I sometimes absorb writing styles from my reading, then use that voice in my head as I’m thinking to myself.
Do other people do this?
The most recent example was the other night when I started The Twelve, by Justin Cronin. The title came to me via some reading list so I had no idea who Justin Cronin is or what kind of novel The Twelve might be; like most fiction I’ve read over the past three years I simply started reading and waited to see what I thought of it.
The voice Cronin uses is in the first chapter is declamatory, with short, clear, sometimes blunt phrases and sentences. I was just into Chapter Two when I turned off my cell phone (my Ereader) and lay down. I found myself thinking—about what I don’t remember—but using the same voice as Cronin was writing with. In other words, the sentences could have been written by Cronin for this novel, or, at least imho, at that time of night.
The most common example of this absorption process occurs when I take the bus. In my bag I always carry a recent issue of The New Yorker. The New Yorker is largely non-fiction, and its writing often has a particular style, or flavor, or voice. They love long, detailed, yet clear statements and descriptions. And more than once, after closing the magazine and getting off the bus I find myself using “New Yorker” sentences in my thinking.
My aunt once complained about her hometown friends making fun of her accent, because in spite of having lived in Texas for a number of years, she didn’t think she had one. It’s probably a similar process to my reading voice adoption, only quicker to absorb and thereby more temporary? How quick and how temporary is unclear because I’ve been exposed to New Yorker writing off and on for years, and it’s possible that I’ve read similar styles to Cronin’s writing, making me more prone to finding it familiar and easy to adopt. And, I’m sure, the New Yorker writing has affected my thinking voice long term to some degree.
I used to be able to do this musically as well. In my days of MIDI composition I could catch a tiny smidge of music from a radio or from the headphones of a passerby, then improvise off it in my head, taking elements that I liked; emotion, style of pulse, feel, and generating a new eight or sixteen bar fragment that would be the building block of a new composition. And the reason that I only wanted to hear as short a fragment as possible—no more than a few seconds—is to avoid hearing their music, which would distract me from where I might want to go with it. My technical music comprehension is well beyond what is required for the folk-country-pop-rock-dance music I was hearing from the radio so building my music was easy, but because I rarely listen to the musical styles I was emulating, the results were always a little outside the norm for the style. Partly as a result, they often seem sarcastic, as if I’m making fun of the genre; not usually my intention.
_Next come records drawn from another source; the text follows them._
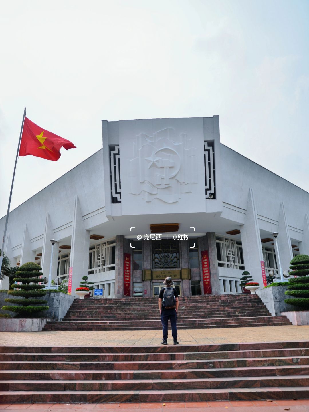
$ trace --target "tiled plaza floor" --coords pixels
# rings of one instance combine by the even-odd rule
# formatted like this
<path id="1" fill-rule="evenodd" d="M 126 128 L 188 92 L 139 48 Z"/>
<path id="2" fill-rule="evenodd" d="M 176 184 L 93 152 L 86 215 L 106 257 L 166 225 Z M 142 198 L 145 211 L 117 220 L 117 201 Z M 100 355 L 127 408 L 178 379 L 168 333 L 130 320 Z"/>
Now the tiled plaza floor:
<path id="1" fill-rule="evenodd" d="M 171 344 L 170 330 L 169 332 L 168 342 Z M 308 341 L 309 326 L 179 329 L 178 337 L 179 343 L 185 345 Z M 1 332 L 0 345 L 155 346 L 162 338 L 161 330 Z"/>
<path id="2" fill-rule="evenodd" d="M 203 412 L 214 409 L 215 412 L 246 412 L 248 410 L 259 412 L 279 412 L 289 410 L 290 412 L 309 411 L 309 400 L 247 400 L 217 402 L 173 402 L 165 403 L 20 403 L 7 405 L 0 404 L 0 410 L 10 412 L 23 410 L 36 412 L 80 412 L 81 411 L 101 410 L 104 412 Z"/>

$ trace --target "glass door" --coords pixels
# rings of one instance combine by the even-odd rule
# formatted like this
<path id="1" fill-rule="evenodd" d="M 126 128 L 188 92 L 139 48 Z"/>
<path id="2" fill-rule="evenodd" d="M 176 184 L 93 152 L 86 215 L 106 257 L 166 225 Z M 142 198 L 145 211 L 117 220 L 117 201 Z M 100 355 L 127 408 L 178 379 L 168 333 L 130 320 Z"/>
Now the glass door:
<path id="1" fill-rule="evenodd" d="M 152 290 L 154 296 L 158 296 L 160 291 L 165 286 L 162 282 L 154 282 L 152 283 Z M 181 296 L 181 282 L 180 281 L 176 281 L 173 282 L 173 287 L 178 293 L 179 296 Z"/>

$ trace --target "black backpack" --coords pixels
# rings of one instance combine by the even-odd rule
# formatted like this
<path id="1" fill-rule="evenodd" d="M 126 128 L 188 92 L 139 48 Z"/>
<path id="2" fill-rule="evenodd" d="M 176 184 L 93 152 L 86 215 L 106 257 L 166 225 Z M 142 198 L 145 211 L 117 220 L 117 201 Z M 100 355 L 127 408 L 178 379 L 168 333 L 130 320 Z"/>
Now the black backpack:
<path id="1" fill-rule="evenodd" d="M 176 298 L 173 288 L 165 287 L 163 292 L 163 306 L 166 309 L 174 309 L 176 307 Z"/>

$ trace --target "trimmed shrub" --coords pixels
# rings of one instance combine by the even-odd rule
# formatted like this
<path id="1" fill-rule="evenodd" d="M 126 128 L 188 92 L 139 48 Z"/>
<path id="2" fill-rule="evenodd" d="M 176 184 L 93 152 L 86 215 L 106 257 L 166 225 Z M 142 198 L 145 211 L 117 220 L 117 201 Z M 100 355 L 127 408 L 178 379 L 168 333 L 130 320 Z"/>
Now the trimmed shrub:
<path id="1" fill-rule="evenodd" d="M 309 309 L 309 276 L 306 276 L 309 274 L 309 256 L 298 255 L 291 260 L 290 264 L 290 269 L 295 269 L 290 272 L 290 274 L 297 277 L 289 280 L 288 290 L 285 292 L 286 295 L 295 297 L 285 299 L 284 302 L 290 305 Z M 300 267 L 302 268 L 299 269 Z M 304 268 L 305 267 L 307 268 Z"/>
<path id="2" fill-rule="evenodd" d="M 266 288 L 270 288 L 272 286 L 287 286 L 289 284 L 288 282 L 273 282 L 270 285 L 264 286 L 263 289 L 265 289 Z"/>
<path id="3" fill-rule="evenodd" d="M 45 285 L 38 284 L 42 281 L 42 279 L 39 278 L 39 276 L 43 274 L 40 272 L 41 269 L 39 265 L 31 262 L 18 268 L 14 280 L 15 282 L 22 282 L 22 284 L 14 283 L 12 285 L 13 290 L 9 290 L 7 294 L 13 296 L 20 296 L 24 299 L 7 298 L 5 299 L 5 302 L 15 304 L 15 305 L 2 306 L 2 309 L 17 312 L 23 317 L 29 316 L 33 314 L 48 309 L 48 306 L 44 305 L 44 304 L 47 303 L 46 300 L 29 299 L 39 297 L 46 294 L 46 290 L 43 290 L 45 289 Z"/>
<path id="4" fill-rule="evenodd" d="M 253 276 L 250 274 L 250 272 L 247 270 L 244 271 L 242 274 L 242 277 L 240 278 L 239 286 L 241 288 L 244 288 L 246 283 L 252 282 L 253 281 Z"/>

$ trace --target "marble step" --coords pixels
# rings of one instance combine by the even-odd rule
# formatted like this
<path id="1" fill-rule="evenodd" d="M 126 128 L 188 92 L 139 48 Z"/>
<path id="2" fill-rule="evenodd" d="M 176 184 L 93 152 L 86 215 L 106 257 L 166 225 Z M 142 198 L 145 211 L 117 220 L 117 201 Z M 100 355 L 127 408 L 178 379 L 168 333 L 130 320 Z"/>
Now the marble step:
<path id="1" fill-rule="evenodd" d="M 164 391 L 168 389 L 309 386 L 309 375 L 245 377 L 241 379 L 206 378 L 191 379 L 123 380 L 1 380 L 2 391 Z"/>
<path id="2" fill-rule="evenodd" d="M 0 402 L 105 403 L 197 402 L 309 398 L 309 387 L 229 388 L 164 391 L 0 391 Z"/>
<path id="3" fill-rule="evenodd" d="M 70 361 L 131 362 L 166 360 L 201 360 L 214 359 L 235 359 L 309 356 L 309 348 L 261 349 L 221 352 L 190 352 L 161 353 L 0 353 L 0 360 L 14 362 Z"/>
<path id="4" fill-rule="evenodd" d="M 0 370 L 0 380 L 105 380 L 124 379 L 142 382 L 153 379 L 194 379 L 214 378 L 244 378 L 248 377 L 305 376 L 309 375 L 308 365 L 250 367 L 208 368 L 186 370 L 95 370 L 74 369 L 53 371 L 44 370 Z"/>
<path id="5" fill-rule="evenodd" d="M 185 370 L 207 369 L 208 368 L 244 368 L 246 367 L 267 366 L 286 366 L 287 365 L 309 365 L 309 356 L 300 357 L 274 357 L 269 358 L 250 358 L 237 359 L 214 359 L 207 360 L 183 360 L 140 361 L 130 362 L 79 361 L 47 362 L 40 361 L 0 361 L 1 370 L 65 370 L 70 369 L 76 370 L 96 370 L 98 369 L 104 370 L 151 370 L 154 369 Z"/>

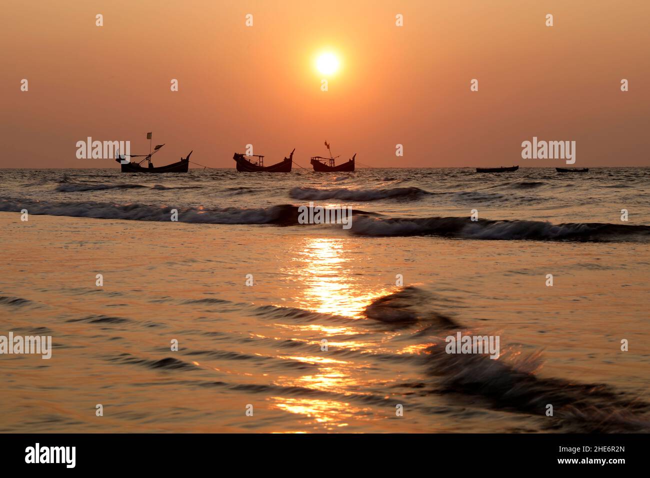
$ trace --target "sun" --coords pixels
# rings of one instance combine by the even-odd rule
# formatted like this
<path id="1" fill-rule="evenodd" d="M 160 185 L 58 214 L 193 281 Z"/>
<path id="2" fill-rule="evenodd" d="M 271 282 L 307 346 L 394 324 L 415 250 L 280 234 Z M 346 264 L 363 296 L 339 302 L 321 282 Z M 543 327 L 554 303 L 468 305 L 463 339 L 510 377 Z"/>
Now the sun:
<path id="1" fill-rule="evenodd" d="M 339 59 L 333 53 L 322 53 L 316 60 L 316 68 L 324 75 L 332 75 L 339 69 Z"/>

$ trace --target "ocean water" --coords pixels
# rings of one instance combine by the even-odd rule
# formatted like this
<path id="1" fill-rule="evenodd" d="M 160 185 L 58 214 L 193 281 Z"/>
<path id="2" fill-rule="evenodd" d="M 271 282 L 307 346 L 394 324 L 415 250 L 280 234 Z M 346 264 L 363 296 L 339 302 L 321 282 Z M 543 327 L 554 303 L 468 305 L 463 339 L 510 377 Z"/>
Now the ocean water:
<path id="1" fill-rule="evenodd" d="M 0 170 L 0 335 L 53 347 L 0 356 L 0 431 L 647 432 L 649 190 L 647 168 Z M 298 224 L 310 201 L 352 227 Z M 499 358 L 447 353 L 458 332 Z"/>

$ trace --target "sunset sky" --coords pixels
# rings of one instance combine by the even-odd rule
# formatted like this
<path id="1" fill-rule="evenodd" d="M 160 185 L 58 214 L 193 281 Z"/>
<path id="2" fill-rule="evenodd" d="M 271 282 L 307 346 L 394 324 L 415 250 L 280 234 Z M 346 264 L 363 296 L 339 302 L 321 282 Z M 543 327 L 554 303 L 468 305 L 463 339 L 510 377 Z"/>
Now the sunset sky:
<path id="1" fill-rule="evenodd" d="M 327 140 L 378 167 L 561 166 L 521 159 L 536 136 L 576 141 L 575 166 L 647 166 L 649 18 L 647 0 L 12 0 L 0 168 L 118 167 L 77 159 L 75 143 L 130 140 L 137 154 L 148 131 L 166 144 L 157 165 L 193 150 L 234 167 L 250 143 L 267 164 L 295 148 L 309 167 Z M 341 63 L 328 76 L 324 51 Z"/>

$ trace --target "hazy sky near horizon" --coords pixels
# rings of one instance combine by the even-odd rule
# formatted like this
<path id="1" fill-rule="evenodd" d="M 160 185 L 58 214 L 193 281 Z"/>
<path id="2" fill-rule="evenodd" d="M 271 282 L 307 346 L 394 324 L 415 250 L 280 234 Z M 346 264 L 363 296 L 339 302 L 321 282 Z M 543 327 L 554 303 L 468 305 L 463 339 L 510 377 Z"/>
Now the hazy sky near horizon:
<path id="1" fill-rule="evenodd" d="M 378 167 L 564 165 L 522 159 L 537 137 L 575 140 L 574 166 L 647 166 L 649 18 L 647 0 L 4 2 L 0 168 L 118 167 L 76 142 L 137 154 L 148 131 L 156 165 L 233 167 L 252 144 L 309 168 L 325 140 Z"/>

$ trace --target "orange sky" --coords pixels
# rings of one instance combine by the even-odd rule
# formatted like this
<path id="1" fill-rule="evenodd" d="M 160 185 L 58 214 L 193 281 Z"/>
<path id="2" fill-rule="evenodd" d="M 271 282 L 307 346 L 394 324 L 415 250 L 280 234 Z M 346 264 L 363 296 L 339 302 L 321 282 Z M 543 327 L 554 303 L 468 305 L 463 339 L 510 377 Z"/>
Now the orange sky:
<path id="1" fill-rule="evenodd" d="M 576 166 L 650 165 L 647 0 L 0 8 L 1 168 L 117 167 L 77 159 L 76 142 L 130 140 L 138 153 L 150 131 L 166 144 L 157 165 L 194 150 L 195 161 L 233 167 L 233 153 L 250 143 L 267 164 L 295 148 L 309 167 L 326 139 L 335 154 L 376 166 L 564 163 L 522 159 L 521 142 L 533 136 L 576 141 Z M 326 92 L 314 66 L 324 49 L 342 62 Z"/>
My fiction writing skills are not nearly so advanced, and my fiction reading and acceptance is more diverse that my music listening. Also, it seems that I can tolerate mediocre writing and genres that I’m not enamored with more easily in fiction than in music. Music penetrates more deeply, more quickly and without effort or even a willingness on my part. I can speed read or skip passages if I’m bored and stop and start as I please when I read, but there’s no easy way to hide from distasteful music.